A pocos bancos de distancia, los amigos de Diego contaban anécdotas y se reían, tratando de animarle. Él se obligaba a sonreír de vez en cuando, pero no estaba bien. Quizá existía una chica que le gustaba más que yo, pero estaba claro que yo le importaba lo suficiente como para que unos besos le hubieran sabido a poco y ahora se estuviera comiendo la cabeza. Me sentí fatal, muy culpable. Siempre acababa haciendo daño a alguien, la mala persona que había en mí siempre salía a relucir jodiendo a otras personas. No tenía ni una sola idea buena.

Mientras daba un trago a mi bebida, amarga porque se me había olvidado rebajarla con refresco, busqué a Héctor con la mirada. Sonreía como si no pudiera dejar de hacerlo mientras charlaba con unos compañeros, Elena estaba a su lado y se cogían disimuladamente de la mano. Sentí cómo mi corazón se secaba y empezaba a resquebrajarse. Aquello no iba a ser algo pasajero.

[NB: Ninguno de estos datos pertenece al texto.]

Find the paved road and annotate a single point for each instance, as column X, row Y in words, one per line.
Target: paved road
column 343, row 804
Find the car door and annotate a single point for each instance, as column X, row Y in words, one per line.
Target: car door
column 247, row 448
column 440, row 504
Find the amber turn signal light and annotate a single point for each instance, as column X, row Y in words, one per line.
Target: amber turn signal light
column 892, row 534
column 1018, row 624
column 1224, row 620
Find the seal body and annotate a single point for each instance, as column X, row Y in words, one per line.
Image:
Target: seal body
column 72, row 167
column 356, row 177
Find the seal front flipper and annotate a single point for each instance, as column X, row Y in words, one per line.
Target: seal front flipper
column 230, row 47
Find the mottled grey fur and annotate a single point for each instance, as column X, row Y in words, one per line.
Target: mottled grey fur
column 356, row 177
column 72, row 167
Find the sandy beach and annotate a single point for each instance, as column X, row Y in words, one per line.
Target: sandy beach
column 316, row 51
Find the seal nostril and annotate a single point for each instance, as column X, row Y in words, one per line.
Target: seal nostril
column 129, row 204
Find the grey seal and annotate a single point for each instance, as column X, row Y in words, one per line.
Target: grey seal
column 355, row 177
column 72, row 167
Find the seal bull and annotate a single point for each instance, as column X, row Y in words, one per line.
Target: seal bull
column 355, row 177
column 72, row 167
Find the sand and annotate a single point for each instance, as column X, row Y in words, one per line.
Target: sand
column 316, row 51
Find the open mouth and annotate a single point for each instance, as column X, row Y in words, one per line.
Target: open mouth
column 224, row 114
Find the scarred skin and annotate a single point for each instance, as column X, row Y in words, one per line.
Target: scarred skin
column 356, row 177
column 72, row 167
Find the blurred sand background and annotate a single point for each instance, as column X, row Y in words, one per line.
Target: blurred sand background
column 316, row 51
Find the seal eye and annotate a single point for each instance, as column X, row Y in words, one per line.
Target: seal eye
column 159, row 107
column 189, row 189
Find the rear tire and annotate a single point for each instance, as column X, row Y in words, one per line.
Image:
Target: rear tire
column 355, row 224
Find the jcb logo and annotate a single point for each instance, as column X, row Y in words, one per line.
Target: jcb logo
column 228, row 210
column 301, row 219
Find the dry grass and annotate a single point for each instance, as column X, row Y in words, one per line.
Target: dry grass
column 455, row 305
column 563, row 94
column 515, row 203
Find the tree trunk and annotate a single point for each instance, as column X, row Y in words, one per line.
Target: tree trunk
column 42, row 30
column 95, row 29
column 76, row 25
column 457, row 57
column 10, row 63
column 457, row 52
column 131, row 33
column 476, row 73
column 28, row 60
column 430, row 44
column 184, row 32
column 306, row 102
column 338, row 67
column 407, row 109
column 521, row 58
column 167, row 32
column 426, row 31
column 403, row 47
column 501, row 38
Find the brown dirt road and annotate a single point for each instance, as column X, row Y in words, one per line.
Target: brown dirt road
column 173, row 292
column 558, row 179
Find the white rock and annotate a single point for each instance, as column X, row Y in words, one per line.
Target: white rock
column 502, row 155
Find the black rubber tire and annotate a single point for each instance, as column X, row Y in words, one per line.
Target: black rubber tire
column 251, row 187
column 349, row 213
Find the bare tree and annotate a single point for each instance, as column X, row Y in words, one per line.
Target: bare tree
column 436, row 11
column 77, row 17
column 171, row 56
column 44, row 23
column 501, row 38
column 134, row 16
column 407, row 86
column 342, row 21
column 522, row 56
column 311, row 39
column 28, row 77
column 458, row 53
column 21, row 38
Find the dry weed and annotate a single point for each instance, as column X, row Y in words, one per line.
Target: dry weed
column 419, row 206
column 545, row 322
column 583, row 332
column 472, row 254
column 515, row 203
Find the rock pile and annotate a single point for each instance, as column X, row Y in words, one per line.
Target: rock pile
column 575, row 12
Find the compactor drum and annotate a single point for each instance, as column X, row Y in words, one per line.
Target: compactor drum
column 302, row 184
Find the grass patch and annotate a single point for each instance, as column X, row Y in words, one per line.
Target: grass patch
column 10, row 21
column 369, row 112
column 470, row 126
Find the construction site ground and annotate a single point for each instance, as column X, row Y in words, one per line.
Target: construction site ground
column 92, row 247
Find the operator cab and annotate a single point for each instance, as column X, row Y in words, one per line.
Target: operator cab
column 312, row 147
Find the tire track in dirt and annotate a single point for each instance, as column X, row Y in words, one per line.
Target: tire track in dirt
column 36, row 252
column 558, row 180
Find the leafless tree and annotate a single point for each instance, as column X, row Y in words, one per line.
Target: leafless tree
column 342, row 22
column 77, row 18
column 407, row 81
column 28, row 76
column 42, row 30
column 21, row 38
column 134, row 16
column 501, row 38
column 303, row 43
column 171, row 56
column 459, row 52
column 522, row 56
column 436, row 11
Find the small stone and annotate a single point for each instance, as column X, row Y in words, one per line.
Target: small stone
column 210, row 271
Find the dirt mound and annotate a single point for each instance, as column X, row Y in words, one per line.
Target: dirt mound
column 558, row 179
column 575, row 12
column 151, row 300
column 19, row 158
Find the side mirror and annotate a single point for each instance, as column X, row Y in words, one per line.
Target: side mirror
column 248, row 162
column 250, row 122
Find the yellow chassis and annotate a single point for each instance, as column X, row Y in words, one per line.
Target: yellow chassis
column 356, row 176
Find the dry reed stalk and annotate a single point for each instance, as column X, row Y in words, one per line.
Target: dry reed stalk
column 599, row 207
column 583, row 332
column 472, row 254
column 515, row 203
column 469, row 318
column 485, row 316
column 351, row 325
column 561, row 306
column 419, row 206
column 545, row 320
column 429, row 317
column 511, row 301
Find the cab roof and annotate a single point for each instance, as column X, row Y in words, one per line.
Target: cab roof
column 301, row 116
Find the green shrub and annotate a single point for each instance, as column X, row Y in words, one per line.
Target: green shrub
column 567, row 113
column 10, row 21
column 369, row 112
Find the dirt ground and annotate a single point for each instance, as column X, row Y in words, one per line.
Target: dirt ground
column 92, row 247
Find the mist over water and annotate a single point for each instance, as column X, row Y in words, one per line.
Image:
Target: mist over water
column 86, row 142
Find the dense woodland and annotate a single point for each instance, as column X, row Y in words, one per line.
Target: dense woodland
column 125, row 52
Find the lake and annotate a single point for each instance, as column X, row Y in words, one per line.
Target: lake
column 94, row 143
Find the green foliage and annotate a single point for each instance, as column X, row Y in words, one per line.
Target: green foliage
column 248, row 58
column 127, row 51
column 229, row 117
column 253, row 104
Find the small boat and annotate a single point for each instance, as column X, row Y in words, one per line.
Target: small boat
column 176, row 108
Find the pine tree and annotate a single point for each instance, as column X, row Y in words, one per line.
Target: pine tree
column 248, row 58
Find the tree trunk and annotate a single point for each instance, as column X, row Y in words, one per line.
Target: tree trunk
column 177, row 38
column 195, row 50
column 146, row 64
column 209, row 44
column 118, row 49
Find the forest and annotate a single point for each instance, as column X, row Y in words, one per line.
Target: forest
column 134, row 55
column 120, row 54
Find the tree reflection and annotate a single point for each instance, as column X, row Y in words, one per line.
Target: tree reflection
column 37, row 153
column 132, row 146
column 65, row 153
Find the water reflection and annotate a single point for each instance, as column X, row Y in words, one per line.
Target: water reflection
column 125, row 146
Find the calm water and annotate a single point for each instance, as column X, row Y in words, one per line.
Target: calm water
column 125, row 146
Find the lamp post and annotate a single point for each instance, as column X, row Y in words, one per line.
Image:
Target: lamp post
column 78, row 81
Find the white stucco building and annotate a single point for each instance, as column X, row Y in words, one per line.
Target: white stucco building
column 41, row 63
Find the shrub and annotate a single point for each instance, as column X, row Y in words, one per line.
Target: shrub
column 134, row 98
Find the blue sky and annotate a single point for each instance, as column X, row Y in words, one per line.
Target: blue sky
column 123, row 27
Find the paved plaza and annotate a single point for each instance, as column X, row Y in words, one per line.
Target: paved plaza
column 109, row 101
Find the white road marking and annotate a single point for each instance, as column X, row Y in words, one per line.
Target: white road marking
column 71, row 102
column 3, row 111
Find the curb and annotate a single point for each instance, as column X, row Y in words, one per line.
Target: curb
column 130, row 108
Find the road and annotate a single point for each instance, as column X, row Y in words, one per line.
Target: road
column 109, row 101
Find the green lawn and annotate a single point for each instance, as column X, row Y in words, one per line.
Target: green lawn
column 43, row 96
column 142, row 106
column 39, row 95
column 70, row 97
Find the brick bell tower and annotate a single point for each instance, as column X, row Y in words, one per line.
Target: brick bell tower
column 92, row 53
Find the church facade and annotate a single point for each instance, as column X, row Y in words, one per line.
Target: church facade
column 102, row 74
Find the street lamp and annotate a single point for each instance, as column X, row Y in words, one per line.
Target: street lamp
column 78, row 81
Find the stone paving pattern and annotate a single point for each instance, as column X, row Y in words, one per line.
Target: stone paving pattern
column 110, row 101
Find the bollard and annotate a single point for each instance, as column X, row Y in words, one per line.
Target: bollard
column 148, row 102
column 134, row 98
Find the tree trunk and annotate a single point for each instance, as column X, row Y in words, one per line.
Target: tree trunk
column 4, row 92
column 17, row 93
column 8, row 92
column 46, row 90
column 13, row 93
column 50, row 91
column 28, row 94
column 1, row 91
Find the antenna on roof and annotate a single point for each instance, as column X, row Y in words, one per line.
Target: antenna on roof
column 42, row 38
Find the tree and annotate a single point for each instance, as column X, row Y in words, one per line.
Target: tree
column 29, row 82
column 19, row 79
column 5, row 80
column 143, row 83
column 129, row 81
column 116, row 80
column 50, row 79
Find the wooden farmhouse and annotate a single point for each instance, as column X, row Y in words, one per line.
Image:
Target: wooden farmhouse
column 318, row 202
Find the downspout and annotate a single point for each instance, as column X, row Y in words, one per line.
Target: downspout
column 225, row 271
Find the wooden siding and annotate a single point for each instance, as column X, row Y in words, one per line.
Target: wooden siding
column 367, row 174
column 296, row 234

Quizá Mario había malinterpretado el interés de Héctor por mí. Era posible que siguiera sospechando que yo estaba relacionada con el águila que le torturaba. O quizá yo le gustaba y, con ayuda de Mario, le había empujado a los brazos de Elena. Cualquiera de las dos opciones me hacía sentir terriblemente miserable.

Héctor y Elena se miraron y no pudieron evitar sonreír embelesados. Yo sentí una arcada, una real.

Dejé a Mario con la palabra en la boca y me fui corriendo hasta unos setos donde empecé a vomitar. Regué aquellas plantas con puro alcohol, porque apenas había cenado. Las náuseas y la falta de control sobre mi cuerpo eran horribles, pero había algo reconfortante en notar que físicamente estaba tan jodida como emocionalmente.

Unas manos hábiles me recogieron el pelo y me lo apartaron de la cara. Rogué para que quien me estaba sujetando el pelo no fuera Elena. No lo habría podido soportar.

—Joder, qué asco. Espero que de verdad no tengas piojos —gruñó Tatiana—. ¿Tanto asco da besar a Diego?

Ojalá me hubiera sujetado el pelo Elena.

Tatiana me regañó y me dijo que no sabía beber mientras me instaba a echarlo todo fuera. Me limpió la cara con un pañuelo y se empeñó en abrigarme. Tuve que sacar la sudadera y ponérmela para que me dejara en paz. Echó a todo el que se acercó a preguntar por cómo estaba, incluido Diego. Me cogió por la cintura con fuerza, pasó mi brazo por su hombro y me obligó a caminar, dando vueltas por el parque. Yo quería sentarme un rato y echar una cabezada, pero ella estaba aprovechando mi estado para torturarme. Mientras andábamos no paraba de hablar y de zarandearme para que le prestara atención.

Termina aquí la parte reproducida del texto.